Apple resolved some of the guessing (and overheated estimates) by announcing this morning that they sold “over 300,000 iPads” on Saturday–including pre-orders and “deliveries” to partners like Best Buy. They say that “over 250,000 ebooks” were downloaded from the iBookstore on day one (presumably including free titles) along with over one million apps.
Among third-party book apps, the Kindle and Kobo apps were indeed live and working on the iPad, though Barnes & Noble’s app is not yet available. Going by ceo William Lynch’s quote to WSJ, it’s not clear whether it’s the bookseller’s fault or Apple’s: “We don’t have an exact date, but it will be there within the next two weeks. Apple certifies all apps, so it’s not totally in our control.”
The Kindle app works fine for reading, and like the other Kindle apps it gives you immediate access to books you’ve already bought. But the buying experience is effectively crippled since you cannot purchase from within the app; you have to go through the Safari browser, so one-click buying quickly turns into multi-click buying. By at least one online account, Apple would not allow buying from within the Kindle app. The Kobo app, on the other hand, does let you buy directly from within the app. (There were, however, initial problems with some book files themselves, according to multiple online reports.)
You are prompted to download the iBooks app when you launch the App Store, and the presentation is elegant–both in ease of purchase and in the way it displays your bookshelf (and your books; I preferred their default leading and fonts over the the other apps). Pricing is comparable, as we expected, so you can see how customers would naturally gravitate towards using iBooks unless they want to sync books across other Kindle devices and apps. Or if they want a bigger store to shop from.

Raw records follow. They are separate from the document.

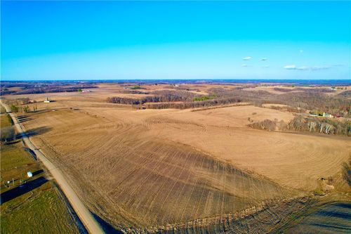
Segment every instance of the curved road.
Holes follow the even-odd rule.
[[[48,171],[50,171],[51,175],[56,180],[57,183],[65,193],[65,195],[68,199],[68,201],[86,227],[86,230],[89,232],[89,233],[104,233],[104,231],[101,228],[99,223],[98,223],[91,213],[73,190],[65,178],[65,176],[61,171],[58,167],[55,167],[55,165],[53,164],[41,151],[37,149],[28,136],[25,134],[21,124],[17,121],[15,115],[11,112],[11,110],[8,106],[4,104],[2,101],[0,103],[5,108],[6,112],[9,113],[13,120],[14,126],[16,128],[17,131],[22,135],[23,141],[26,144],[27,147],[35,152],[37,157],[40,161],[41,161],[45,167],[46,167]]]

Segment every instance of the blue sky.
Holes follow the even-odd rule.
[[[1,8],[2,80],[351,77],[350,1],[1,1]]]

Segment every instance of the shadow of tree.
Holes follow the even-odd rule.
[[[39,128],[28,130],[28,131],[25,132],[25,134],[27,136],[30,137],[30,136],[36,136],[36,135],[43,134],[46,132],[51,130],[51,129],[52,128],[47,127],[47,126],[41,126]],[[17,134],[16,135],[16,139],[20,139],[21,138],[22,138],[22,134]]]
[[[46,183],[48,180],[43,176],[41,176],[35,180],[29,181],[20,186],[13,188],[10,190],[6,191],[0,195],[0,203],[4,204],[8,202],[18,196],[27,193],[41,185]]]

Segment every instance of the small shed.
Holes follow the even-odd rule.
[[[45,98],[44,103],[48,103],[51,101],[51,100],[48,99],[48,97]]]
[[[28,176],[28,178],[30,178],[33,176],[33,174],[31,171],[28,171],[27,172],[27,176]]]

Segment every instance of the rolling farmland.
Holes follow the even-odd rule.
[[[291,112],[253,105],[135,110],[104,102],[101,96],[121,90],[107,87],[86,97],[52,93],[55,101],[37,103],[41,110],[22,124],[40,130],[32,137],[37,147],[117,229],[265,233],[312,202],[321,178],[346,188],[339,171],[351,150],[347,137],[247,126],[249,117],[289,122]]]

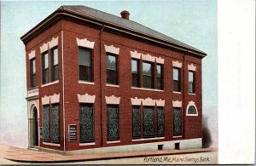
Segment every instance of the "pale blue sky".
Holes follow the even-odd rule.
[[[217,135],[217,1],[1,2],[0,143],[26,147],[25,46],[20,37],[61,5],[85,5],[131,20],[194,46],[202,61],[203,113]]]

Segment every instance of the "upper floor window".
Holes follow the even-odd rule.
[[[131,60],[132,86],[139,87],[139,67],[138,60]]]
[[[43,60],[43,84],[49,83],[49,66],[48,66],[48,53],[43,54],[42,55]]]
[[[117,57],[113,54],[106,55],[107,83],[118,84]]]
[[[79,80],[93,82],[91,67],[91,50],[79,48]]]
[[[57,48],[51,49],[51,81],[55,81],[59,77]]]
[[[195,94],[195,72],[189,71],[189,93]]]
[[[143,87],[147,89],[153,89],[152,68],[151,63],[143,62]]]
[[[160,64],[156,65],[156,78],[157,78],[157,89],[163,89],[163,68]]]
[[[173,91],[180,92],[180,70],[173,68]]]
[[[36,86],[36,59],[30,60],[30,73],[31,73],[31,87]]]

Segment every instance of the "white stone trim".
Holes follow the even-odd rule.
[[[50,82],[50,83],[43,84],[43,85],[41,85],[41,87],[46,87],[46,86],[49,86],[49,85],[58,83],[59,83],[59,80],[56,80],[56,81],[54,81],[54,82]]]
[[[161,58],[161,57],[159,57],[159,58],[155,58],[155,61],[156,63],[159,63],[159,64],[164,64],[165,63],[165,59]]]
[[[165,106],[165,100],[155,100],[157,106]]]
[[[40,53],[44,53],[48,50],[48,43],[43,43],[43,45],[40,47]]]
[[[139,90],[149,90],[149,91],[155,91],[155,92],[164,92],[164,90],[155,89],[145,89],[145,88],[139,88],[139,87],[131,87],[133,89],[139,89]]]
[[[35,50],[32,50],[29,54],[28,54],[28,58],[29,60],[33,59],[34,57],[36,57],[36,51]]]
[[[151,56],[149,54],[143,54],[143,60],[146,60],[146,61],[151,61],[151,62],[154,62],[155,61],[155,57],[154,56]]]
[[[95,142],[90,142],[90,143],[79,143],[79,146],[95,146]]]
[[[78,98],[79,103],[95,103],[96,95],[90,95],[87,93],[83,95],[78,94]]]
[[[90,42],[90,41],[87,40],[87,38],[79,39],[77,37],[77,43],[78,43],[78,46],[93,49],[95,42]]]
[[[49,105],[49,96],[44,95],[44,97],[41,98],[42,105]]]
[[[172,106],[173,107],[182,107],[183,101],[179,100],[172,100]]]
[[[188,112],[189,112],[189,106],[195,106],[195,111],[196,111],[196,114],[189,114]],[[187,106],[187,109],[186,109],[186,116],[198,116],[198,110],[197,110],[197,107],[195,104],[195,101],[193,100],[190,100]]]
[[[119,54],[119,48],[115,48],[115,47],[113,47],[113,45],[108,46],[108,45],[104,44],[104,46],[105,46],[106,52],[113,53],[115,54]]]
[[[52,49],[52,48],[54,48],[54,47],[55,47],[55,46],[58,45],[58,38],[59,38],[59,37],[52,37],[51,41],[49,41],[48,43],[49,49]]]
[[[120,143],[120,140],[110,140],[110,141],[107,141],[107,144],[114,144],[114,143]]]
[[[142,140],[162,140],[165,139],[165,137],[154,137],[154,138],[148,138],[148,139],[133,139],[132,141],[142,141]]]
[[[131,51],[131,57],[135,59],[141,59],[141,53],[137,53],[137,51]]]
[[[27,97],[39,95],[38,88],[27,90]]]
[[[155,105],[155,100],[152,100],[151,98],[148,97],[147,99],[143,99],[143,105],[144,106],[154,106]]]
[[[188,69],[189,69],[189,71],[195,71],[196,66],[194,66],[193,63],[191,63],[190,65],[188,65]]]
[[[114,95],[109,97],[105,96],[105,99],[107,104],[119,105],[120,103],[120,97],[116,97]]]
[[[110,143],[111,141],[109,141]],[[111,152],[145,152],[145,151],[158,151],[158,146],[163,145],[163,150],[174,150],[175,143],[180,143],[180,149],[198,149],[202,147],[202,139],[188,139],[188,140],[160,140],[157,142],[149,142],[143,144],[131,144],[125,146],[113,146],[99,148],[83,149],[76,151],[67,151],[66,155],[80,155],[80,154],[102,154]],[[43,149],[43,148],[42,148]],[[192,151],[192,150],[191,150]]]
[[[183,66],[183,63],[182,62],[178,62],[177,60],[172,60],[172,66],[173,67],[177,67],[177,68],[182,68]]]
[[[115,88],[119,88],[119,85],[113,85],[113,84],[106,84],[107,87],[115,87]]]
[[[51,104],[59,103],[60,102],[60,94],[54,94],[53,95],[49,96],[49,99],[50,99]]]
[[[81,80],[79,80],[79,83],[84,83],[84,84],[94,85],[94,83],[93,83],[93,82],[87,82],[87,81],[81,81]]]
[[[132,106],[141,106],[143,99],[138,99],[137,97],[131,98],[131,102]]]

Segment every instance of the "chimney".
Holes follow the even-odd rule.
[[[130,13],[127,10],[124,10],[121,12],[121,16],[123,19],[126,19],[129,20]]]

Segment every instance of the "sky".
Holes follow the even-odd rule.
[[[27,147],[25,45],[20,37],[61,5],[85,5],[130,20],[195,47],[202,60],[204,125],[218,144],[217,1],[1,1],[0,144]]]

By most reports the iBookstore launched with 60,000 titles paid titles and 30,000 free titles, in contrast to Kindle’s claimed 450,000 titles. (When Kindle launched in late 2007, they had just under 90,000 titles.) The iBookstore selection feels a little thin as you start to browse and it’s hard to find books from any publishers except for the Agency Five. (Among other publishers with titles in the iBookstore are Sourcebooks and F+W Media.) Of course we know that it has been a rolling start for the iBookstore, and that title count is going to rise quite quickly. But the store is clearly lacking in metadata–Apple has not licensed any reviews or other collateral editorial to go with the book listings.
Customers scared of price hikes under the agency model may find themselves relieved. Of the top 15 NYT fiction bestsellers listed, under the new pricing model 9 titles are still at $9.99, with one book at $10.99, two at $11.99, and three at $12.99. Meanwhile, Amazon has flagged books from the Agency Five with a new note saying “this price was set by the publisher.” As expected, Hachette Book Group’s ebooks were live again at Amazon as of Saturday, and there is no sign of any new limitations on Penguin books through site. While hardcover pricing under agency continues to look aggressive (driven, in part, by Apple’s strictly negotiated price baskets), pricing on mass-market paperbacks is closer to parity with print editions.
A lot of first opinions rest on the experience with the backlit (and high-gloss glass) screen. The screen suffers the most in bright sunlight, naturally (Just like laptops, which people and read and work on all the time), which is exactly where eInk screens excel. So the promo for Kindle on Amazon’s home page now highlights that it’s “easy to read, even in bright sunlight.” But the screen is great in all other lighting conditions, including low and no (e.g. in bed) light. Personally, I read half of GAME CHANGE over the weekend on the iPad and enjoyed the reading experience–after I got over the neck ache in the first hours of figuring out where and how to hold the device when I use it.
As for other reading matter, newspapers and magazines are vastly superior on the iPad to the crippled Kindle versions, and for some people will be vastly better than paper versions. (I prefer the WSJ iPad app to both the paper version and the web version, for example.)
And of course, the iPad is lot more than “just” a reader. Which for the bulk of the world’s population is going to be part of its appeal. People who want a purpose-built device for reading books and nothing else are still likely to favor eInk machines. But particularly now that the specious price incentive to justify a book-only device has been degraded, that may remain a small, if core, group of people.